Many of these issues are solved by creating electronic files. Even doing something as simple as putting documents on a program like Google Docs cuts down on paper, makes locating them easier, and improves security. Other systems can put further password protections on sensitive records and take it however many steps further a company may desire. Only one who is supposed to look at it can look at it—that is the logic. One does not need to look far to this same reasoning being used to move medical records from cumbersome paper form to a sleek electronic manifestation. Another bonus unique to the context of electronic medical records is the added shareability. The possibility of easily sharing medical records from one healthcare provider to another is theoretically invaluable. Several pieces of legislation in this new electronic age, like the 21st Century Cures Act, has been pushing the health care industry in the direction of relying on electronic databases for the storage and access of medical records.

However, it may not be more secure at all. New data being published in Journal of American Medical Association Health Forum and cited by Westlaw Today, show that health care providers are being faced by a grave new threat: ransomware attacks. In the days of old, a nefarious actor had to physically walk into a hospital and look at sensitive documents to retrieve personal information. There are many obvious things a hospital can do to combat such an issue. Now, however, with most records being made electronic, a nefarious actor can force a hospital to pay an exorbitant ransom from the comfort of their own homes—and hospitals are struggling to deal with this new paradigm.

As described by Westlaw Today, a ransomware attack is a type of computer malware that “attempts to deny access to data, usually encrypting the data with a key known only to the hacker, until a ransom is paid.” These types of attacks have doubled from 2016 to 2021, totaling 374 ransomware attacks. These attacked impacted almost 42 million people—that’s about 13% of the US population. The ransom being paid or unpaid, only 20% of organization reported that they were able to restore that data, meaning that 80% of data was lost. It can be confirmed that in 16% of these attacks, the stolen information was made public. Those numbers may seem sufficiently worrisome on their own. However, there are reasons to believe the number of attacks are significantly underreported due to regulatory penalties and potential class action lawsuits.

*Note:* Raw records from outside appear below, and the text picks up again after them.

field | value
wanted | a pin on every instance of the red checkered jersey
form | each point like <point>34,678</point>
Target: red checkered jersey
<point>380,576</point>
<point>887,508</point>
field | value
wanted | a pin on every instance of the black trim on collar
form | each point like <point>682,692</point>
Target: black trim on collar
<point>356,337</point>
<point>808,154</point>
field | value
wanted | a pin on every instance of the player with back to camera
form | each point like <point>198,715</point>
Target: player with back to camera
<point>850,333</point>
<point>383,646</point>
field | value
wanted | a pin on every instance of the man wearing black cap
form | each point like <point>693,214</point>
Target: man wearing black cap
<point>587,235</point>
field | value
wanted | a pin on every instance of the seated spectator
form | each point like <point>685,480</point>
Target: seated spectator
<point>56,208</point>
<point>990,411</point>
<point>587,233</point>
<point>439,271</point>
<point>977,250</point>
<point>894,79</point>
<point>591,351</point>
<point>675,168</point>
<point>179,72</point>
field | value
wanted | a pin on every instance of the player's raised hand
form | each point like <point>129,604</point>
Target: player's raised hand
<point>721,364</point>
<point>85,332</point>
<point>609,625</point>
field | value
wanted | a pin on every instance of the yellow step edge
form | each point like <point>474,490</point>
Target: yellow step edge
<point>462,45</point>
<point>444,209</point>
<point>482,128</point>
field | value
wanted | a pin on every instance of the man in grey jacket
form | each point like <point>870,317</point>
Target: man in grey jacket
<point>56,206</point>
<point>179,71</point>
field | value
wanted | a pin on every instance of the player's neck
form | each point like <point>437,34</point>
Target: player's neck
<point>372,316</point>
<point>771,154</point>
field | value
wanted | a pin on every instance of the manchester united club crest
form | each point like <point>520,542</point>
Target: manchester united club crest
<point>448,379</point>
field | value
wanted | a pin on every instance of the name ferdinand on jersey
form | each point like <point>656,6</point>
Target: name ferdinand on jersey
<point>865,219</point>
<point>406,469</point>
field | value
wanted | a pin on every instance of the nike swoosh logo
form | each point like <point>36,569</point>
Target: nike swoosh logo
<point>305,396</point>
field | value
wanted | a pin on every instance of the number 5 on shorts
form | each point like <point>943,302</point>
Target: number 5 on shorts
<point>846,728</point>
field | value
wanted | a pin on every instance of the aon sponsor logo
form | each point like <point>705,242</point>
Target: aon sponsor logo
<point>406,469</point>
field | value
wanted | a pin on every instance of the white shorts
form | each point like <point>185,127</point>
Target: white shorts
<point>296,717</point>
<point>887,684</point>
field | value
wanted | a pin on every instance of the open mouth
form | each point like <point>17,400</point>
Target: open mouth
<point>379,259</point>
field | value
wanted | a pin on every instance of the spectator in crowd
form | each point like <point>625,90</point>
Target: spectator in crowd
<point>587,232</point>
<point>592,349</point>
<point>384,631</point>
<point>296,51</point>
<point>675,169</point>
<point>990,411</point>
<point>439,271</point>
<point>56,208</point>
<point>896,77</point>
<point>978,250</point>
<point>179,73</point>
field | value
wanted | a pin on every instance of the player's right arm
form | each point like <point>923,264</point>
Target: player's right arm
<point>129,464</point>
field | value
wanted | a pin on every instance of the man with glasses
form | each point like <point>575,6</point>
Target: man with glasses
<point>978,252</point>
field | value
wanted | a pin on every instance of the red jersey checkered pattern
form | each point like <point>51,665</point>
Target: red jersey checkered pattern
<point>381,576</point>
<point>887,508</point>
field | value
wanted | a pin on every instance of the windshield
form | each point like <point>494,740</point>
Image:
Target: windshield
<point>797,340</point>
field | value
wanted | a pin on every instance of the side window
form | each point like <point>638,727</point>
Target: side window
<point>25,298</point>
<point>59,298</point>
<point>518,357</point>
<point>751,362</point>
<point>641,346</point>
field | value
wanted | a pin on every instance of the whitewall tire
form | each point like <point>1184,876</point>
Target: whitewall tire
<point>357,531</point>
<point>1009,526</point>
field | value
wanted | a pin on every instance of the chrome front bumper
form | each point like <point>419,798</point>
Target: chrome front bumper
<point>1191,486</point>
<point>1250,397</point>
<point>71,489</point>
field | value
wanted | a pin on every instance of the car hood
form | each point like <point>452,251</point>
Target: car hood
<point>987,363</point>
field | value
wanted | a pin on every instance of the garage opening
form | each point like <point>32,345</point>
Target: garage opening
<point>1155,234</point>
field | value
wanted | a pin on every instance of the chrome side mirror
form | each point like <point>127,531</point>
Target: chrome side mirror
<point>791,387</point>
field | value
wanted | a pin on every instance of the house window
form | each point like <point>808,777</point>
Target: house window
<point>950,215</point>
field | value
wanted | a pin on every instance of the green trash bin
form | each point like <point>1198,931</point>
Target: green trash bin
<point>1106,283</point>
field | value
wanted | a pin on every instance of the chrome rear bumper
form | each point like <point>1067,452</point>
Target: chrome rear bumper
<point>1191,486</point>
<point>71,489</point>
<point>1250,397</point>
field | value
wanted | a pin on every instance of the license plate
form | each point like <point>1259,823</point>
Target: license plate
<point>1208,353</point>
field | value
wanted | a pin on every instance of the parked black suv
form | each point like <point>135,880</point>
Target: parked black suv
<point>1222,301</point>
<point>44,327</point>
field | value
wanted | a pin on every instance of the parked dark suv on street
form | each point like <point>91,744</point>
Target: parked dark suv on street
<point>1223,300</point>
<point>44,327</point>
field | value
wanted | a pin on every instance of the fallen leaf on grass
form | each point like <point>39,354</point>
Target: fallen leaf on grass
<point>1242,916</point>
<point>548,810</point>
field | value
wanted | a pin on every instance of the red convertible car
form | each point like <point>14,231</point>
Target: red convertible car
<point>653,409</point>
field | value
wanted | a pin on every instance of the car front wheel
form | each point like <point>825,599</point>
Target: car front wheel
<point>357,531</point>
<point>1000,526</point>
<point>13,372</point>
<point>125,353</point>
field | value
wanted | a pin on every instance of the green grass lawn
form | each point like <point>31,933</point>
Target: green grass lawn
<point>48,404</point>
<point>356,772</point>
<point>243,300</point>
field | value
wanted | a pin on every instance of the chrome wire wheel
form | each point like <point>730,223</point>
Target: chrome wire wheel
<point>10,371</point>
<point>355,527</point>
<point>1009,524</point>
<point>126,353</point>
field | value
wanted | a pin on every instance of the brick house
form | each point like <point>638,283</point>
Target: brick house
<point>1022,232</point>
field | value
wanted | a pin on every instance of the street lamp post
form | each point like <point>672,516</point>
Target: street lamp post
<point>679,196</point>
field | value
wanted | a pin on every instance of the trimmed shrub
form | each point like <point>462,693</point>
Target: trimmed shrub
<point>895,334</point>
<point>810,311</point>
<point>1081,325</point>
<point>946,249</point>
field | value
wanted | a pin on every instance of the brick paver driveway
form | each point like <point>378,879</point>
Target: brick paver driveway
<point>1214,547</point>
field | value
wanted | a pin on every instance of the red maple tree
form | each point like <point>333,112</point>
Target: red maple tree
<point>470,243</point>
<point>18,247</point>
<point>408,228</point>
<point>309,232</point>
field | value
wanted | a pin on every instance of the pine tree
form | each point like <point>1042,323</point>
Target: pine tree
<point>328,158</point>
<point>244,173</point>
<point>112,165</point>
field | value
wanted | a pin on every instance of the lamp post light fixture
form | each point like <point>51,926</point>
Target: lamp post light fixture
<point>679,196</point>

Despite what some would think, it appears that more tech might mean more problems. These developments have created a new frontier of security concerns and threats, with both sides—hacker and hospital—crafting new and unique ways to protect data and to phish for that data. As noted by Westlaw, employee training and education is vital to prevent such attacks. Yet, no one is perfect and even the best trained staff can fall victim to such an attack. The operations of hackers continue to get more sophisticated and someone will be caught off guard eventually. The question then becomes what does a hospital do when all of its data is lost? Should a protocol be in place to

regather and reenter that information? Should the data be regularly backed up to a completely different data base? Is it worth keeping a paper backup of the most important information? Wouldn’t paper versions kept at the hospital bring us back to the paper problems we all know? These are the questions faced health care institutions in the electronic age. Is it worth having these great electronic systems of communicating medical records between institutions if more than 10% of patient information is ransomed and lost, causing treatment delays?